The next few days were full of frenzied lovemaking and possessive cuddling, and he wondered if she thought it would be their last time. His mind wandered to Tsunade's map, and he realized that it very well could be their last time. He wanted to love Temari, but the love he had for her wasn't romantic. The precise nature of his emotions were still confusing to him, but he knew he couldn't picture making a life with her. He was getting old enough that such a thing was really starting to matter to him.
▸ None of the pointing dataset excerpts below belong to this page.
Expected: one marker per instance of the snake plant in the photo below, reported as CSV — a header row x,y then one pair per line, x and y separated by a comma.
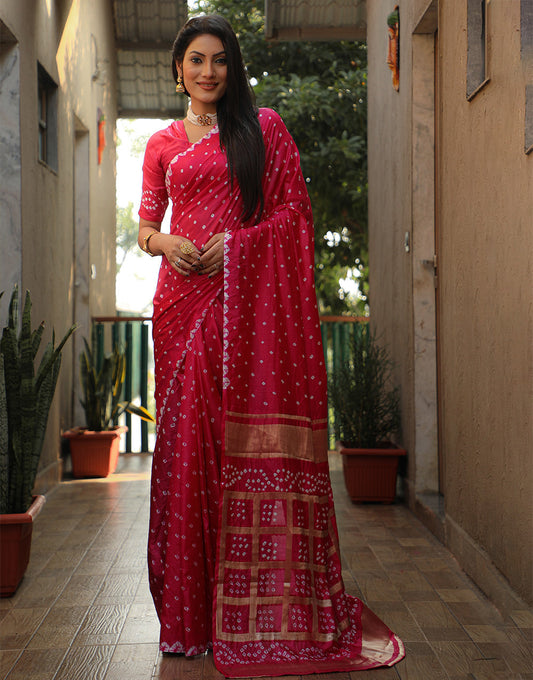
x,y
101,389
26,392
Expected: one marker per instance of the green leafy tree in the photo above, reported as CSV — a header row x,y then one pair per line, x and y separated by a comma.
x,y
319,89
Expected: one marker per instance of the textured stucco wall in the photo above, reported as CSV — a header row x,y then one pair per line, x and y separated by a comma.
x,y
390,209
485,244
487,293
66,38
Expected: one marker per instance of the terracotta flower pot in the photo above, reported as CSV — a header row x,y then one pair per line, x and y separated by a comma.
x,y
15,544
94,454
370,474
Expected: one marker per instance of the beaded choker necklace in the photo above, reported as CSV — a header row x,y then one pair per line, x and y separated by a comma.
x,y
202,119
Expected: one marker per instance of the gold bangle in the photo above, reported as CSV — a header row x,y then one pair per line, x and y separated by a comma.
x,y
146,247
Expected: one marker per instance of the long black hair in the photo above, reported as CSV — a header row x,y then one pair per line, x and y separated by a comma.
x,y
240,132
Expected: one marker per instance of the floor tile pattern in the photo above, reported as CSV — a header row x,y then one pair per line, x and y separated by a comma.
x,y
83,610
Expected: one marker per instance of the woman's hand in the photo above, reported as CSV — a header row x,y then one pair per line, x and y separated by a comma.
x,y
182,254
212,255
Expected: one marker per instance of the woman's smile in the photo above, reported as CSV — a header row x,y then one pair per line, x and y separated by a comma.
x,y
204,72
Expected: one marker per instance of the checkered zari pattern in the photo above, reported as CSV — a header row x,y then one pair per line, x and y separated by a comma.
x,y
280,576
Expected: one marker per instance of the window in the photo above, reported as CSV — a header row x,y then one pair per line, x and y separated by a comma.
x,y
47,112
476,75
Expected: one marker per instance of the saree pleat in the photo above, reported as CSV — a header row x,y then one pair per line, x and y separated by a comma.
x,y
243,549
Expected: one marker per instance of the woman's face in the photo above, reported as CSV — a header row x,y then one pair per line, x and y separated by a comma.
x,y
204,72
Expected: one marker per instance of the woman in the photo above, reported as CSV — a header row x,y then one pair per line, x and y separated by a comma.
x,y
243,552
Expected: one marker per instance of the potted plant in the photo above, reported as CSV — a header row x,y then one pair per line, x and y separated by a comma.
x,y
25,398
367,414
94,449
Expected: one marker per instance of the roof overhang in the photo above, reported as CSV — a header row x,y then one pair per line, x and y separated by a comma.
x,y
315,19
144,34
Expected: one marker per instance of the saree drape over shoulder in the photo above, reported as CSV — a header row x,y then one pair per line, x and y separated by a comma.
x,y
243,546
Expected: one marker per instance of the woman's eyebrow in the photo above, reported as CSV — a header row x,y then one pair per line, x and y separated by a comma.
x,y
201,54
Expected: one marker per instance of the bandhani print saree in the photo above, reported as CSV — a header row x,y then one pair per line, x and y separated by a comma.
x,y
242,518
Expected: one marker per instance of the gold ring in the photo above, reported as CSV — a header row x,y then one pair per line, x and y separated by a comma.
x,y
187,248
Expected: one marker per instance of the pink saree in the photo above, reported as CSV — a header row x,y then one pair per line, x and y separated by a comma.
x,y
243,547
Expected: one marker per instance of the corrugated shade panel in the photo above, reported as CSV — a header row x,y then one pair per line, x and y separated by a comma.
x,y
144,32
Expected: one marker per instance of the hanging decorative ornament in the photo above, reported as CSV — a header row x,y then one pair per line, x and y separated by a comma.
x,y
393,55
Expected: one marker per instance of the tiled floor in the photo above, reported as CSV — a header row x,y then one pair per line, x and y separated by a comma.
x,y
83,611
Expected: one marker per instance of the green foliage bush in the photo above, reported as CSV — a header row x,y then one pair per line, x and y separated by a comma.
x,y
25,398
367,409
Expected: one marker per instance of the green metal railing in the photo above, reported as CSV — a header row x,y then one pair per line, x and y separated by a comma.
x,y
133,333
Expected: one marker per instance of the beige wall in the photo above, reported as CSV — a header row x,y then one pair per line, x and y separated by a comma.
x,y
484,188
486,289
70,39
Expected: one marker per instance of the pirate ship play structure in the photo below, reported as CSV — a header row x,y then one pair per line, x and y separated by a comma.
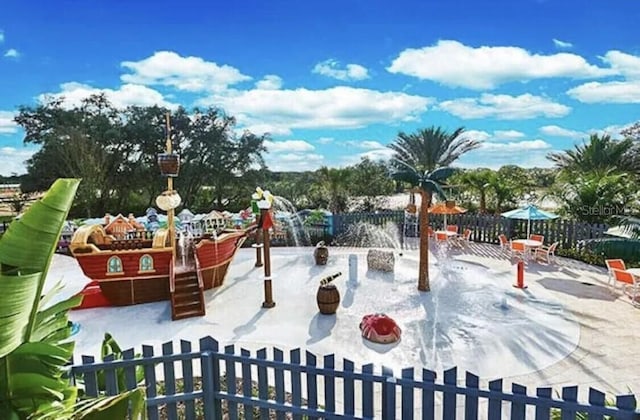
x,y
132,267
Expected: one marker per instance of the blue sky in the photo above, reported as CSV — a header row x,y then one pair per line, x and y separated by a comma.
x,y
336,80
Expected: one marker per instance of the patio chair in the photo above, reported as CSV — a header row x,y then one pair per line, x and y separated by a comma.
x,y
442,238
518,248
536,237
504,243
626,279
546,252
613,264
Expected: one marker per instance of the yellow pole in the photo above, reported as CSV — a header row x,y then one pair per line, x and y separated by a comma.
x,y
172,232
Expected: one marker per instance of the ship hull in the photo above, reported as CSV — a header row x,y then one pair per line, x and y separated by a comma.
x,y
132,285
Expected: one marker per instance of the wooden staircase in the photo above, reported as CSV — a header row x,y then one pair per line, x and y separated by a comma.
x,y
187,297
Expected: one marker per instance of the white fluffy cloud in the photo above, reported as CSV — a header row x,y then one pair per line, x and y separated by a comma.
x,y
7,125
292,155
370,144
12,53
288,146
193,74
338,107
505,107
557,131
624,64
455,64
615,91
478,135
129,94
619,92
294,161
561,44
508,134
481,135
331,68
12,160
269,82
527,153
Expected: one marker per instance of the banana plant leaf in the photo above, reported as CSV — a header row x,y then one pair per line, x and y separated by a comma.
x,y
26,250
34,337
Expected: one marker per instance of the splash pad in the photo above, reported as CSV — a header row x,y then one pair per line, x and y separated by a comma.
x,y
473,318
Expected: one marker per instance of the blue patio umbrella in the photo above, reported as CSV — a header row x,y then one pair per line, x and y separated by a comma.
x,y
529,212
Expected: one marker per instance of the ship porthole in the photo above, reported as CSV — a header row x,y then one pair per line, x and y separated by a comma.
x,y
114,265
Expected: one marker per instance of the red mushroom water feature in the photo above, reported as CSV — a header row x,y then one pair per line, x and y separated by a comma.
x,y
379,328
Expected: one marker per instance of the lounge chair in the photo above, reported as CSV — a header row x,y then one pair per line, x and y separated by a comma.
x,y
536,237
442,238
518,248
613,264
504,243
626,279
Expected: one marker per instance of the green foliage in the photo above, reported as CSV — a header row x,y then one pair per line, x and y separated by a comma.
x,y
600,155
114,151
316,217
110,347
430,148
596,198
611,248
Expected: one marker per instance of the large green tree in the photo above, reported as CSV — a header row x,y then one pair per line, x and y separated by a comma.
x,y
115,152
422,159
600,155
430,148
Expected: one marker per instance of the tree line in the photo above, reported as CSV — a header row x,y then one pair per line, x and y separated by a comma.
x,y
114,151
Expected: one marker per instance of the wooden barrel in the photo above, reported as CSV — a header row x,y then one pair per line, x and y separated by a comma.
x,y
321,255
328,299
169,164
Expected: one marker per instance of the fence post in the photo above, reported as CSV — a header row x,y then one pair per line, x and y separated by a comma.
x,y
388,394
210,378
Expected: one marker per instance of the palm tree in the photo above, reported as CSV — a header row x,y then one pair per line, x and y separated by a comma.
x,y
600,155
422,160
427,183
430,148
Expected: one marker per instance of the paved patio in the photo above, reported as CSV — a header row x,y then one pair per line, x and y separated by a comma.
x,y
604,355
A ninja's life was short, after all.

As she led him to the door, he realized he was going to miss her clean, cool house. She was a surprisingly good cook, and their days had passed pleasantly. Conversations with her were interesting, even though the topics were almost exclusively about combat or intelligence gathering. He couldn't talk to her about the sky, though; that was something she just didn't understand. Still, it was difficult to leave, especially since he didn't know when he would see her again, or even if he really wanted to see her again as anything but a good friend. Something in the wind made him tingle, and he wondered if it was that the world was changing.

"So, I'll see you," he said.

She leveled a serious look at him. "You know what's coming, don't you?"

He cleared his throat, hands shoved in pockets. "Yeah. I'm a strategist."

"Then you know there's no way to tell when we can see each other again."

Or if , he thought, but he didn't want to speak the words lest they alter reality. "But if we can, we will, right?"

"Yes," she replied, and attacked him with an embrace.